BELGRADE, July 7 (Hina) - Serbian Foreign Minister Ivica Dacic said on Tuesday that Serbia would closely follow which countries would send their armies to take part in a military parade organised by Croatia, which will take place on 5 August, on the anniversary of Croatian military and police operation Storm, adding that Serbia will consider their participation in the parade as "an anti-Serbian attitude."

"Many countries have criticised Serbia for sending its army to the parade in Moscow and now armies of other countries are invited to the military parade in Croatia on August 5. We will follow with great attention who will parade around to honor Operation Storm during which several thousand Serbs were killed and persecuted. We will consider that as an anti-Serb attitude," Dacic told regional broadcaster N1.

"The participation of their armies in that parade will send a very clear negative message to Serbia. We will consider it an anti-Serb attitude," Dacic said.

He underscored that the past must not be forgotten but that lessons must be drawn from it, announcing a meeting of western Balkan countries and the EU in Vienna on August 27.

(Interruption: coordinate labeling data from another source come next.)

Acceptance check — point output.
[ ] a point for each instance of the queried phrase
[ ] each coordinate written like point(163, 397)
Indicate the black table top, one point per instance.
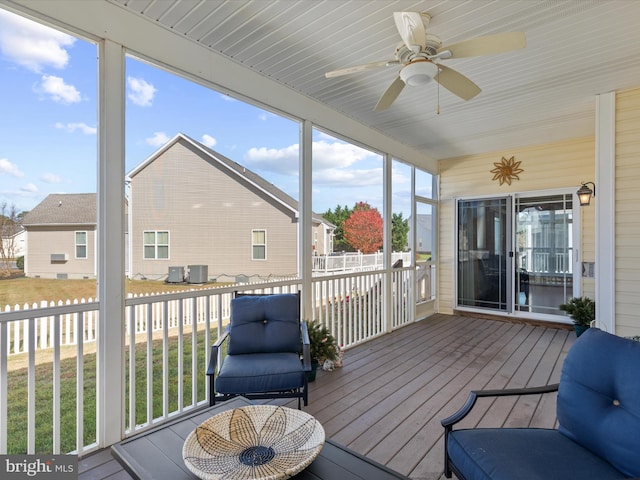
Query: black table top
point(157, 453)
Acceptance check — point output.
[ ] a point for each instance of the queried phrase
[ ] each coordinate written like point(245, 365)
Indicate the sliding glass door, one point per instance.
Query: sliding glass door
point(544, 252)
point(482, 253)
point(516, 253)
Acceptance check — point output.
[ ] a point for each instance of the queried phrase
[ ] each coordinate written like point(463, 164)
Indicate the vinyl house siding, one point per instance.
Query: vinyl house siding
point(45, 241)
point(627, 222)
point(210, 214)
point(546, 167)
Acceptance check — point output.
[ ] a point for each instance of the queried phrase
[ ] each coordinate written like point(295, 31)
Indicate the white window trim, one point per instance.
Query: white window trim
point(155, 245)
point(76, 244)
point(259, 244)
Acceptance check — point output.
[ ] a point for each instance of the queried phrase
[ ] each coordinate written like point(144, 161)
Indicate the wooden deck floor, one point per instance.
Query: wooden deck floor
point(388, 399)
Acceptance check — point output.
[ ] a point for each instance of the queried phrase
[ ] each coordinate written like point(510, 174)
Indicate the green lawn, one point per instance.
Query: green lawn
point(17, 394)
point(21, 290)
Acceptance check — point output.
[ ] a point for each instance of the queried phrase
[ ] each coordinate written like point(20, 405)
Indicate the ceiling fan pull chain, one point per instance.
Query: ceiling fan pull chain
point(438, 108)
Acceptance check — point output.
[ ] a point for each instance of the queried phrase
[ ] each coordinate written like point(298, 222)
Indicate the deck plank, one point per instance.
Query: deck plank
point(388, 399)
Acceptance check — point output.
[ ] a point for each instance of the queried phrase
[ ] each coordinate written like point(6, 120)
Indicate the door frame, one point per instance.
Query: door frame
point(511, 204)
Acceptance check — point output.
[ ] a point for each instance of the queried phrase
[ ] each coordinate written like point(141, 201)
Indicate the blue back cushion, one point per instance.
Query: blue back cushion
point(599, 398)
point(265, 324)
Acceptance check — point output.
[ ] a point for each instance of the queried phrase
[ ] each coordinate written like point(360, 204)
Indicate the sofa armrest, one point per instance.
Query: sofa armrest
point(306, 347)
point(215, 348)
point(448, 422)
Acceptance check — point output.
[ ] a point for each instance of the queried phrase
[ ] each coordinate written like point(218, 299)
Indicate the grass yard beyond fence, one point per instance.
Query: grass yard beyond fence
point(17, 414)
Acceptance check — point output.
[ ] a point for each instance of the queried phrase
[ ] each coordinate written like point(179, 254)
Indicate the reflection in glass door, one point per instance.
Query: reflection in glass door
point(483, 243)
point(516, 256)
point(544, 252)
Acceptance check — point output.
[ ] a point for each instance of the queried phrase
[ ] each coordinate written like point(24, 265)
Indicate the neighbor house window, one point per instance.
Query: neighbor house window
point(81, 244)
point(156, 245)
point(258, 245)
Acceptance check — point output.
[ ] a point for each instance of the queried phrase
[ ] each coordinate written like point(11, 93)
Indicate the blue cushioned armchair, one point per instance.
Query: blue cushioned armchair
point(598, 410)
point(267, 351)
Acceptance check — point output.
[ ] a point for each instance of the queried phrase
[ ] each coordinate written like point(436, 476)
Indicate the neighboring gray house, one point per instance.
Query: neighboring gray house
point(191, 206)
point(61, 237)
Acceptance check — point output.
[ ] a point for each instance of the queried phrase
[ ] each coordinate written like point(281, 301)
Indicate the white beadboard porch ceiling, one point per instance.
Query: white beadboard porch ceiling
point(576, 49)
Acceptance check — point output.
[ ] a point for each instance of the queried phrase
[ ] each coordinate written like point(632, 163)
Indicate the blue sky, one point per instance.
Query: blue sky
point(48, 118)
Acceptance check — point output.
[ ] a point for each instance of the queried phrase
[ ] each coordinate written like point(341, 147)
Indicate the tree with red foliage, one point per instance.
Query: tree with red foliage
point(363, 229)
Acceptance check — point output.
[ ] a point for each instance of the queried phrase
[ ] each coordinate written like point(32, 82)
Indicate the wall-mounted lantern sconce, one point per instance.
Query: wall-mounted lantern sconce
point(585, 193)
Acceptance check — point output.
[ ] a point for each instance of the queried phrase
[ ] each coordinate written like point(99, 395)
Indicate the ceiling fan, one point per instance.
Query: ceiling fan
point(421, 56)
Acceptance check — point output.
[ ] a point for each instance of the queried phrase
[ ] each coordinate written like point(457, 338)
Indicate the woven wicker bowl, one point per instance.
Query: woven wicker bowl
point(257, 442)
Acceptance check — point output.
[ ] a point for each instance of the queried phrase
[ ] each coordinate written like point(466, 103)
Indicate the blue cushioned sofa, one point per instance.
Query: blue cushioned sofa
point(598, 410)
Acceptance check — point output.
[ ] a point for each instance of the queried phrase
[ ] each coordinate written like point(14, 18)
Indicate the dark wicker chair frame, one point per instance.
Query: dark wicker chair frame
point(450, 421)
point(300, 393)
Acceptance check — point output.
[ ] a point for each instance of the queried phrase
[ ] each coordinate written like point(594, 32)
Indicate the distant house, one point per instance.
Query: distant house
point(12, 242)
point(61, 237)
point(191, 206)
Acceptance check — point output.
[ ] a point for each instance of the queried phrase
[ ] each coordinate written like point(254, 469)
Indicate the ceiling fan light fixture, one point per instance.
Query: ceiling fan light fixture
point(418, 73)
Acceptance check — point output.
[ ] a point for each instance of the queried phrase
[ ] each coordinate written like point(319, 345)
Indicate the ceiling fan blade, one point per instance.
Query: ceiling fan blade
point(498, 43)
point(456, 83)
point(390, 94)
point(360, 68)
point(411, 29)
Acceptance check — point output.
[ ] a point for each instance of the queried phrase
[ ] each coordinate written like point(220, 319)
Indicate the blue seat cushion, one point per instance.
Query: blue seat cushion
point(259, 373)
point(599, 398)
point(524, 454)
point(265, 324)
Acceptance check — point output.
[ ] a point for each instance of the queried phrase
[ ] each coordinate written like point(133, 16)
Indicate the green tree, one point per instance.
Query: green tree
point(399, 232)
point(363, 230)
point(338, 217)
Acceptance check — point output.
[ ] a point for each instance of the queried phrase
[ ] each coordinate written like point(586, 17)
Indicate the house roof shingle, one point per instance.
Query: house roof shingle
point(64, 209)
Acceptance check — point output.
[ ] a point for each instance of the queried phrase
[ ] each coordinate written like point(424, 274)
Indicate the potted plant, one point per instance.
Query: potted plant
point(582, 311)
point(322, 345)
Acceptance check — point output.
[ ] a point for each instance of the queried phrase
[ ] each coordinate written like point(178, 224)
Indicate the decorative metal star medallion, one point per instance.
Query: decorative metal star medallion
point(506, 170)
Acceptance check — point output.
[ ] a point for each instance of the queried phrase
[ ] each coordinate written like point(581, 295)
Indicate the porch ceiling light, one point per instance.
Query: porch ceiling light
point(585, 193)
point(418, 72)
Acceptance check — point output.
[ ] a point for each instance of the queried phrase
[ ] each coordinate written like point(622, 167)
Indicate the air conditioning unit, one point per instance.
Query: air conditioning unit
point(198, 273)
point(176, 275)
point(58, 257)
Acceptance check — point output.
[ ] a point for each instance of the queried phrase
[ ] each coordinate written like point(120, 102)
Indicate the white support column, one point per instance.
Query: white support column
point(387, 244)
point(111, 253)
point(605, 211)
point(305, 234)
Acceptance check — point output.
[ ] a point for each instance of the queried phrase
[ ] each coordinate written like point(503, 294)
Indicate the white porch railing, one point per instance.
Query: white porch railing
point(355, 262)
point(49, 353)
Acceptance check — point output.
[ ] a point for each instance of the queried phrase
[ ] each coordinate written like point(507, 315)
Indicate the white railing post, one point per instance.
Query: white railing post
point(111, 249)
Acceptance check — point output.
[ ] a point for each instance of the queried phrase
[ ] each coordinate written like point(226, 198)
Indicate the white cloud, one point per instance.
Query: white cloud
point(72, 127)
point(29, 188)
point(209, 141)
point(348, 178)
point(141, 92)
point(281, 160)
point(8, 168)
point(58, 90)
point(158, 139)
point(31, 44)
point(338, 155)
point(50, 178)
point(326, 156)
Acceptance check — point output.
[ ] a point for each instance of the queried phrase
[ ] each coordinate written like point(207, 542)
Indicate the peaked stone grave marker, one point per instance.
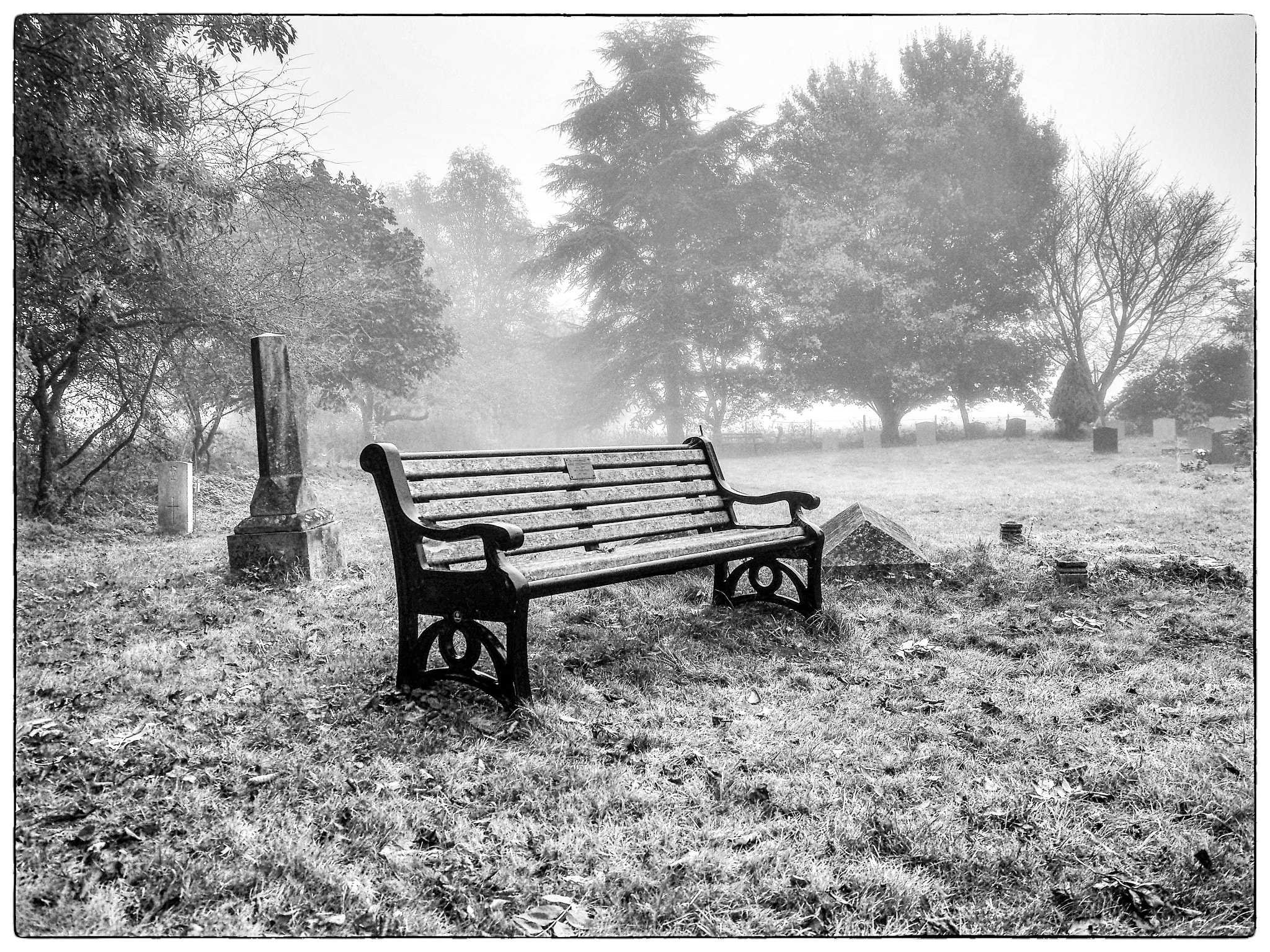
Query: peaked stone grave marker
point(861, 541)
point(286, 530)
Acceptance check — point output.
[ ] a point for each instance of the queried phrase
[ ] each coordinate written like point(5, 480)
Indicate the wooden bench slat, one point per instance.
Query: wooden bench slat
point(600, 514)
point(473, 550)
point(470, 487)
point(662, 549)
point(545, 462)
point(510, 506)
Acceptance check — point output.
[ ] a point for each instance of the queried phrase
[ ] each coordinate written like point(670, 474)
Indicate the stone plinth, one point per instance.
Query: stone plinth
point(1199, 438)
point(177, 498)
point(1106, 439)
point(861, 541)
point(287, 531)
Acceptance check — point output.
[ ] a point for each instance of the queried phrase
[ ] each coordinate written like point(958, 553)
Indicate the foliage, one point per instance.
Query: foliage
point(665, 229)
point(907, 262)
point(1132, 271)
point(1072, 403)
point(111, 192)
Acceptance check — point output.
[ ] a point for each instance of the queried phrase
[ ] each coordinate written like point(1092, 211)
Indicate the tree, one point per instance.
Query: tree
point(106, 202)
point(1072, 403)
point(985, 177)
point(907, 259)
point(665, 225)
point(1130, 272)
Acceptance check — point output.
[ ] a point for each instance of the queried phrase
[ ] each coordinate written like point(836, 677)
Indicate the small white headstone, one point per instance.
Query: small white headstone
point(177, 498)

"How is it possible that we can be on our good behaviour there, but not here? Croatia and Serbia are an ever-lasting topic. Germany and France created the EU ten years after WWII and we will be determining who is less and who is more to blame for another 20 years," Dacic said, adding that Serbia and Croatia were wasting their time exchanging accusations.

Commenting on a U.N. Security Council vote on a resolution to condemn the Srebrenica massacre as genocide, marking the 20th anniversary of the mass killing, Dacic said he could not forecast whether or not Russia would veto the resolution, expressing confidence, however, that Security Council members would "realise that new divisions cannot lead reconciliation."

The UN Security Council vote on the Srebrenica resolution was delayed several hours on Tuesday as Britain and the United States tried to convince Russia not to veto the resolution, Reuters cited diplomats as saying.

Russia has deemed the British-drafted resolution unbalanced and does not want the 1995 massacre of 8,000 Muslim men and boys described as genocide. Instead it proposed condemning "the most serious crimes of concern to the international community."